This is a Württemberg One-Year-Volunteer’s Line-Artillerie-Regiment kugelhelm. Although we have explained the One-Year-Volunteer (OYV) program in the past, now is a good time to review it. Imperial Germany required two years of compulsory military service from its young men. After their two years of service, the men were transferred to the reserves where they remained for quite some time. Under the normal two-year enlistment, the men were provided with all the necessary clothing, headdresses, food, housing, etc., which they drew from the military depot. They could choose to accept these items, or they could privately purchase any gear that they wished on their own. The special OYV program generally was used by young, middle-class men whose families did NOT have a longstanding military service tradition. They usually came from money, but (usually) were not members of nobility (we currently are offering a Saxon Graf’s OYV attila). The OYV enlistees were REQUIRED to buy their clothing and other gear, and had to pay for their own food and housing as well. In return, the army allowed OYV’s a certain flexibility in their uniforms’ and headdresses’ appearance. They often purchased their tunics from the same supply stores as did the officers. Their shoulder straps were identical to regular enlisted men/NCO’s, except for a special rope-like trim of alternating colors that immediately identified them as OYV’s.
The OYV’s pickelhauben and kugelhelme were allowed to be almost the same as an officer’s, with the proviso that one key element was the same as the enlisted men/NCO’s. The helmet that we are offering today has several elements that belong to an officer rather than an enlisted man/NCO. The most immediately obvious is its wappen, which is purely that of an officer. We also can tell its status by the voided (open) crowns and gorgeous frosting (the Württemberg Lion and Stag stand out beautifully). Its pearl ring (an attachment directly above its base) is another officer’s type of accessory. Two other features are NOT those of an officer, rendering the helmet correct for an OYV. The first attribute is its two kokarden. The second is that it sports enlisted men/NCO’s lugs on its base where the kugel is attached, rather than four officers’ stars.

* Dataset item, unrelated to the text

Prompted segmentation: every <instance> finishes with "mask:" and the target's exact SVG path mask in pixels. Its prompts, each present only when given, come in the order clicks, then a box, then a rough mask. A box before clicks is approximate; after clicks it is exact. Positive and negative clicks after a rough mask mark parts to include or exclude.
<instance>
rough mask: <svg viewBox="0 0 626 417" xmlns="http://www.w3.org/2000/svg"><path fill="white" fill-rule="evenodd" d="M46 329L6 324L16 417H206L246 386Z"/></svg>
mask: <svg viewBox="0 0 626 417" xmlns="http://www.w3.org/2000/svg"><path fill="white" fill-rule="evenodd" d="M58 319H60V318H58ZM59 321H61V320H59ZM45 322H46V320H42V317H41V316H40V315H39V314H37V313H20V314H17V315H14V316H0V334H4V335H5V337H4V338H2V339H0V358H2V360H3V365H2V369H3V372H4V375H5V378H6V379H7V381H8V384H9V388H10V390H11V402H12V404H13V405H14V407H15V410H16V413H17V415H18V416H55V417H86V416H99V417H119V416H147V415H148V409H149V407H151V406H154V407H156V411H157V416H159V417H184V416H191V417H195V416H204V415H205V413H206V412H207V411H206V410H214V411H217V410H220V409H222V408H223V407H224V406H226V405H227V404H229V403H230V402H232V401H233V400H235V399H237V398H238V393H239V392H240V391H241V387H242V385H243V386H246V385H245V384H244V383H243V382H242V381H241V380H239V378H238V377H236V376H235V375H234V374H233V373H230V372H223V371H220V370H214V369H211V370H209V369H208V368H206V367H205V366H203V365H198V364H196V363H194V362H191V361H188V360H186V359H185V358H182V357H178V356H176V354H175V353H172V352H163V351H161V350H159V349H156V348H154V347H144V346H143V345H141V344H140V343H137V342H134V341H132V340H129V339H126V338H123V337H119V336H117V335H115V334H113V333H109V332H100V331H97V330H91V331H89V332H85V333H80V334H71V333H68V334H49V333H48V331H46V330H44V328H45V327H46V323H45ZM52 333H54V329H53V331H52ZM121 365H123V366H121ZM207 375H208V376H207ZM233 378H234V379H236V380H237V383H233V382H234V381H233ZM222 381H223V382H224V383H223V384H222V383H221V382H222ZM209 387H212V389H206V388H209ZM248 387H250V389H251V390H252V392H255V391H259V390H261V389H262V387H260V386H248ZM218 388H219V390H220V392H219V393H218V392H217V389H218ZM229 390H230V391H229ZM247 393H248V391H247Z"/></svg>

Its officer’s-style interior boasts a high-quality, light-brown sweatband that is in top condition. The silk liner is dark-champagne in color. [I am particularly fond of its smooth appearance, which is less common than the ribbed variety]. All of its original hardware is in place under that silk liner, along with the all-important ABSENCE of double holes where the wappen is attached. Finally, we see that it is a size “54″ helmet.
This kugelhelm is in splendid condition. It is scarcer than an officer’s kugelhelm, because fewer OYV’s than officers were present in any regiment.